So, I want to get into philosophy and started with the Greeks. After diving into the basics of mythology I finished the Iliad and currently I'm trying to make sense of it. There are a lot of interesting themes in this book but while reading I sometimes got the feeling reading an ancient poem version of The Avengers. There was good stuff and there was mundane stuff. That's not necessarily bad, but I'm wondering what do I need to get out of the Iliad in order to understand Plato and Aristotle?

I got an idea but I'm a brainlet and afraid that I focused and overanalyzed irrelevant stuff. So I would like to hear /lit/'s opinion on that:

The main thing I took away is that Ancient Greece was all about class and hierarchy. Power and glory did not came to the one who struggled for it but to the one who was destined for it, either by fate, gods, ancestry or social rank. The clearest manifestation is in the penultimate book:

>Achilles holds a chariot race to honor the death of Patroclus
>Antilochus has the shittiest horses, but tries to win the race not by strength but by cleverness
>He races head to head with Menelaus who has a higher rank, better horses and should be destined to come in before Antilochus
>However, Antilochus has the bigger balls and so he rushes towards the turning point not giving a fuck what happens when they both crash
>This strategy works, Menelaus chickens out, Antilochus comes in second, Menelaus third (the winner Diomedes won because the Gods interfered with the race)
>Menelaus goes full Karen and blames Antilochus of foul game
>Antilochus is smart enough to appease Menelaus by offering him his price
>Manelaus gets his shit together and relinquishes the price to Antilochus
>However, he warns Antilochus "to never overtake someone who is better than you"

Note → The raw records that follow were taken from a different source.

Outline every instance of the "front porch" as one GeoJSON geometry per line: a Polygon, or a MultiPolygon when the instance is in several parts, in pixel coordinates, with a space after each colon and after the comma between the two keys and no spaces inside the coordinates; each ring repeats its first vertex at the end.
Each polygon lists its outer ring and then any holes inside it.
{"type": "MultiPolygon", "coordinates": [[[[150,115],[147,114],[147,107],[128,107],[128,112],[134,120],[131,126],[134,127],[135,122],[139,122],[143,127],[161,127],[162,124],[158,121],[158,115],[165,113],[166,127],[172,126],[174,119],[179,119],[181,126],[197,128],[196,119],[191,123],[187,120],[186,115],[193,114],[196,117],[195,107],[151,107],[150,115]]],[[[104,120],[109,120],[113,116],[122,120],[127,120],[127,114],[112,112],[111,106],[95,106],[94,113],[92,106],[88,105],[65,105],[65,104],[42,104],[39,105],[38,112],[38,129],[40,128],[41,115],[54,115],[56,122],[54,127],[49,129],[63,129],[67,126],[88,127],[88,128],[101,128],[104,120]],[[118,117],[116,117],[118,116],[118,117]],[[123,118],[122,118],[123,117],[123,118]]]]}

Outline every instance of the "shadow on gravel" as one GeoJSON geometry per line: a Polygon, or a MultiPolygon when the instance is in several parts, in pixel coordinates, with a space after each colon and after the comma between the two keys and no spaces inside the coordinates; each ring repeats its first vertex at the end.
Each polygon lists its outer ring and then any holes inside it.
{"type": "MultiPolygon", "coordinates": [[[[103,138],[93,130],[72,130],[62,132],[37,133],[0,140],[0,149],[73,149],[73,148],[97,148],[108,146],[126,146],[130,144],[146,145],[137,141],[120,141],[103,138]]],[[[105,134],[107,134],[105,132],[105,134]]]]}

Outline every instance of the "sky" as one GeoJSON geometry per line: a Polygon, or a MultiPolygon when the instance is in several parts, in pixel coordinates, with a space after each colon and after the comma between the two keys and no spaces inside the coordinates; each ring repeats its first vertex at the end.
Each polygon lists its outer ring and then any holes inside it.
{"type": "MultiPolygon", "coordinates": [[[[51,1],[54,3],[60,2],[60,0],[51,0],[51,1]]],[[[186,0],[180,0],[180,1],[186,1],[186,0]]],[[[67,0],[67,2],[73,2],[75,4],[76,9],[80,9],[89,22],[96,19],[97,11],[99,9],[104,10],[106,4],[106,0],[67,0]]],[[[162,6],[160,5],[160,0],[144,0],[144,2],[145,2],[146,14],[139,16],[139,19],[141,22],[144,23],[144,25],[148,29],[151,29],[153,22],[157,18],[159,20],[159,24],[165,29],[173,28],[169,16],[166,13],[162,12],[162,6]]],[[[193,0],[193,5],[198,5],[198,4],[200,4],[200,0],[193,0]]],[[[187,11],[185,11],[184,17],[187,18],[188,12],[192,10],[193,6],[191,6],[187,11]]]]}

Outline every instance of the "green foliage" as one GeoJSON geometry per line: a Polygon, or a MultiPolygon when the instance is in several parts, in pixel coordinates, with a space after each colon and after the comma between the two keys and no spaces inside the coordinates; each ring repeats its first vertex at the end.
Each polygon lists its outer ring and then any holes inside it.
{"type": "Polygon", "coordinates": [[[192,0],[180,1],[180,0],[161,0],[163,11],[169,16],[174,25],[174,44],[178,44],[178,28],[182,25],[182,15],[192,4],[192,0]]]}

But Menelaus was not better, because then he would have won, Homer. Of course you could say that Menelaus just acts retarded, but usually when a character does something "bad" (in the sense: Homer perceived it as bad) in the Iliad other characters stepped in to correct them, but this does not happen in this case. To me this shows that Homer (and the Ancient Greeks) also thought that Menelaus was clearly the better driver because of his rank.